Credit debt in American society and credit cards for college students

The dominant cultural ethos toward credit cards for college students and debt in American society has been shaped historically by the Puritan ethic of "economic virtue." This focus on individual discipline emphasizes Calvinist values such as hard work, frugality, and self-sufficiency as signs of superior individual qualities and future otherworldly salvation. Embodied in cultural maxims such as Ben Franklin’s "A penny saved is a penny earned" and Horatio Alger ragsto-riches stories, such themes have glorified individual industriousness as the hallmark of social and economic success. Indeed, those who managed to save were lauded for not succumbing to the temptations of self-indulgence. For those who could not control the "sin" of impoverishment, debtors’ prisons and various forms of debt peonage became their living "hell" where they repented for their improvident behavior.

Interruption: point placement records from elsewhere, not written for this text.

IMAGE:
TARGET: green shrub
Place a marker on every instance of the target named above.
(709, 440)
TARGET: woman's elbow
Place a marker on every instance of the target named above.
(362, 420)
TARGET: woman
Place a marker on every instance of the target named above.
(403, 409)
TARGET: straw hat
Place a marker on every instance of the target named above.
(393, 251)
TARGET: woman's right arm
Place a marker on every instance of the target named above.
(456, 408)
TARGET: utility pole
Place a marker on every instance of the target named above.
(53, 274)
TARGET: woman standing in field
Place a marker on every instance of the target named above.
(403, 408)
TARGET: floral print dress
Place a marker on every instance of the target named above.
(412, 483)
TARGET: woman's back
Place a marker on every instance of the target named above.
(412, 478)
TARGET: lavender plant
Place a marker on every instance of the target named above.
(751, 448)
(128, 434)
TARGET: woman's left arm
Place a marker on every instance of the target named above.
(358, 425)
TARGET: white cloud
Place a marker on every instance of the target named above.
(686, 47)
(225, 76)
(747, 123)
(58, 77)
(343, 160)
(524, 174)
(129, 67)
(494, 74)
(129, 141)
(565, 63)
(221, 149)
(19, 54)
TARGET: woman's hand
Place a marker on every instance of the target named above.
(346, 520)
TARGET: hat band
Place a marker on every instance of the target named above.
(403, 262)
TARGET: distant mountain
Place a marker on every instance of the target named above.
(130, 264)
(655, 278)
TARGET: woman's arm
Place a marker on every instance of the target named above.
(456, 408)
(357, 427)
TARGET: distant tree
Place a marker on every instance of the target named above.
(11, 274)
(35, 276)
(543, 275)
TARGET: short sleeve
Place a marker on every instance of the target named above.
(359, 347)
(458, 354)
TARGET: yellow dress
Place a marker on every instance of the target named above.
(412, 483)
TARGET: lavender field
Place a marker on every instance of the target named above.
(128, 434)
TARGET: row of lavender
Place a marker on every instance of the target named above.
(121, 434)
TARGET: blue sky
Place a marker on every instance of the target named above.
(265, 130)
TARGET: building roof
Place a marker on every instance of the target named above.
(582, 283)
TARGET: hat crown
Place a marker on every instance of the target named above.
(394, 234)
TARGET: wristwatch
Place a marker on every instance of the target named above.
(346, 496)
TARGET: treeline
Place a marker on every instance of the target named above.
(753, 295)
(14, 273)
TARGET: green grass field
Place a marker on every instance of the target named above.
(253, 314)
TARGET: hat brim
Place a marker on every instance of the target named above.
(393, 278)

During periods of economic recession, poverty was decried by more powerful groups as the consequence of lazy habits and immoral leisure activities such as drinking and gambling. On June 8, 1999, the Consumer Federation of America (CFA) convened a major press conference on student credit cards for college students debt at the National Press Club in Washington, D.C. The program featured leading consumer advocates, mothers of two college students whose credit cards for college students debts contributed to their recent suicides, and the release of the first major academic study of student credit cards for college students debt that was based on both in-depth interviews and cross-sectional survey data. The highly publicized event drew national attention to the previously neglected social consequences of credit cards for college students debt. The topic was discussed in front-page newspaper stories, magazine articles, newspaper editorials, morning and evening television news programs, cable TV interviews, and radio call-in shows.

Although Americans have become inured to the tremendous growth of the national debt and economic consequences of corporate mergers, the newly reported social impacts of student debt struck a chord in the national consciousness. Most Americans had assumed that college administrators were responsible for providing a safe, nurturing environment where parents could expect that their children would acquire the personal skills and professional experiences necessary for a rewarding future. Instead, it was a national revelation that young lives were being ruined by credit cards for college students debt that led to dropping out of college (misclassified as academic casualties), health problems (physical and emotional), family conflicts, bankruptcy, job rejections (due to poor credit histories), loan denials, inability to rent apartments, professional school rejection, and even suicide. Many people were aware of anecdotal stories of family members or friends whose collegiate careers were disrupted or abruptly ended by credit cards for college students debts. However, most had been persuaded by the assurances of the credit cards for college students industry that the problem affected only a small number of students (3-4 percent) and most of them would suffer only a minor financial inconvenience after beginning their work careers.